0:20:29.3 TZ: I know a strategy that I’ve seen implemented as well as really being intentional about identifying a task force or a group of people that truly owns these initiatives. And this is obviously the entire college’s responsibility and hinges on the culture of the entire institution, but really identifying 10 people, 15 people, where this is very core to what they execute on campus, and that they’re accountable for the outputs and for the impact that these policies, procedures, and strategies have to make sure that institutions have that sense of accountability of, I really am moving the dial for my students, both from the qualitative experience that they’re having, that sense of belonging, that sense that I matter here, and also sort of that quantitative perspective to go back to some of Kayla’s notes about retention rates, persistence rates, graduation rates are all things that we can leverage to kind of get a glimpse into where are we doing well and where are there opportunities to improve?
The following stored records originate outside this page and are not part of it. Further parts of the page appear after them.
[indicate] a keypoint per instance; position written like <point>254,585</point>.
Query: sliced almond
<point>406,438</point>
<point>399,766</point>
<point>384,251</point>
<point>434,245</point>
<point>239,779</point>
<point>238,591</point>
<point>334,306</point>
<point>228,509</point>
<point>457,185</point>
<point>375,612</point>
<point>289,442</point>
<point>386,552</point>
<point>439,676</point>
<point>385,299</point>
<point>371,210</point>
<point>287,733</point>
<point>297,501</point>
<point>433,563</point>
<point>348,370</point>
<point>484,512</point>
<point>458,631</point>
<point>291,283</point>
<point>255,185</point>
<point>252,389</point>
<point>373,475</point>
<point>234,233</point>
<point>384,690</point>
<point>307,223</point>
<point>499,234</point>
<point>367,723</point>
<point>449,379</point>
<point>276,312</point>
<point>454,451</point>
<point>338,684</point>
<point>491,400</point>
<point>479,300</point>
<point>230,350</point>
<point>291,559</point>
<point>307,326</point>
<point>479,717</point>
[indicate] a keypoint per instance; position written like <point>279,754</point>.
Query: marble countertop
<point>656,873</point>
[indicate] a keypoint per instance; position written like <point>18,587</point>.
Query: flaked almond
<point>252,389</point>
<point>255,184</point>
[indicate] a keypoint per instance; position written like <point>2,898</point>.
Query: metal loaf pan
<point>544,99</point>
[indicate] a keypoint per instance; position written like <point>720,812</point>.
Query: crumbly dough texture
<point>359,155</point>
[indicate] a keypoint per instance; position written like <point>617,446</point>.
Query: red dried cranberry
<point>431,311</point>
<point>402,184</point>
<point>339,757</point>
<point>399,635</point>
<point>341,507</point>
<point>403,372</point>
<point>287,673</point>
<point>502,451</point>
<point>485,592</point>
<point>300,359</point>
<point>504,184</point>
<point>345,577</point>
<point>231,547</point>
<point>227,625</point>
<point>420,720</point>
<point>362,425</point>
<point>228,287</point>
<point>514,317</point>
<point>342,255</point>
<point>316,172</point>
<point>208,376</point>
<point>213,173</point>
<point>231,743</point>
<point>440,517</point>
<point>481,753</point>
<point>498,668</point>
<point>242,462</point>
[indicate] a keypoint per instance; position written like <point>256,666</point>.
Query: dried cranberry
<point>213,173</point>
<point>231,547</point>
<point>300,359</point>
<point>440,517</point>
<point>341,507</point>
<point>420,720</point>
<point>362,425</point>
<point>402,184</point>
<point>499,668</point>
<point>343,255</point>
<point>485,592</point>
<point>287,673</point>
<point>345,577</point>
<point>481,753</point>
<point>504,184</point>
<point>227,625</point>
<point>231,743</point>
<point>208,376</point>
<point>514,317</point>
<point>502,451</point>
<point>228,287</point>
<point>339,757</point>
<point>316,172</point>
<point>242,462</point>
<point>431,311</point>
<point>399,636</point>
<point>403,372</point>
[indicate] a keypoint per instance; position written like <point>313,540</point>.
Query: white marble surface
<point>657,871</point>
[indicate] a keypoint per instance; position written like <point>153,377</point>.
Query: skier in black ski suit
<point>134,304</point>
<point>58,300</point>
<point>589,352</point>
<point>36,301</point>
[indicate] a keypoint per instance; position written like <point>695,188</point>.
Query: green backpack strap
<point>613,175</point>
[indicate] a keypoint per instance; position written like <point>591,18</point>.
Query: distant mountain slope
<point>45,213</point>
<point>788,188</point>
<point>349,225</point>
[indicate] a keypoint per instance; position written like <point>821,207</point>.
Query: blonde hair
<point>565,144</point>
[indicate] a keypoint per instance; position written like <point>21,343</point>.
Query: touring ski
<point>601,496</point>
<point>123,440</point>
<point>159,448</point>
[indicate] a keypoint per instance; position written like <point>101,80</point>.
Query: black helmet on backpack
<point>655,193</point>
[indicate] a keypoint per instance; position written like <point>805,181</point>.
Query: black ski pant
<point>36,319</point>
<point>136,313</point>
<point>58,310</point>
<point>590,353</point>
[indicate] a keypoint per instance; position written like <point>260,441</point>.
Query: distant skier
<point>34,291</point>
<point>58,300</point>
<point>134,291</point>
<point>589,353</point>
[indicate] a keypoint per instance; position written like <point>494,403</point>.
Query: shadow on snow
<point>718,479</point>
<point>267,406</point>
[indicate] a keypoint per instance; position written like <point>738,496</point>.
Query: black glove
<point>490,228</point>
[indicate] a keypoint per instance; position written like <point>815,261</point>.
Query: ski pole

0:21:33.4 TZ: And I know we could probably talk about this all day, and I know we’ll have many other conversations about this, but I think that brings us to the end of our time. So I wanna thank you both for joining me today. And I also wanna mention that Kayla and Josh have co-written a blog post summarizing a lot of what we’ve talked about today, including their interactions with those community college presidents. We’ll make sure to link that in the show notes. And Josh and Kayla, I wanna thank you so much for joining me today on Office Hours of EAB.

0:22:03.4 KL: Yeah, thank you so much. I really appreciated the opportunity to speak with you guys about this.

0:22:08.9 JD: Yep, thanks for having us. Really enjoyed this.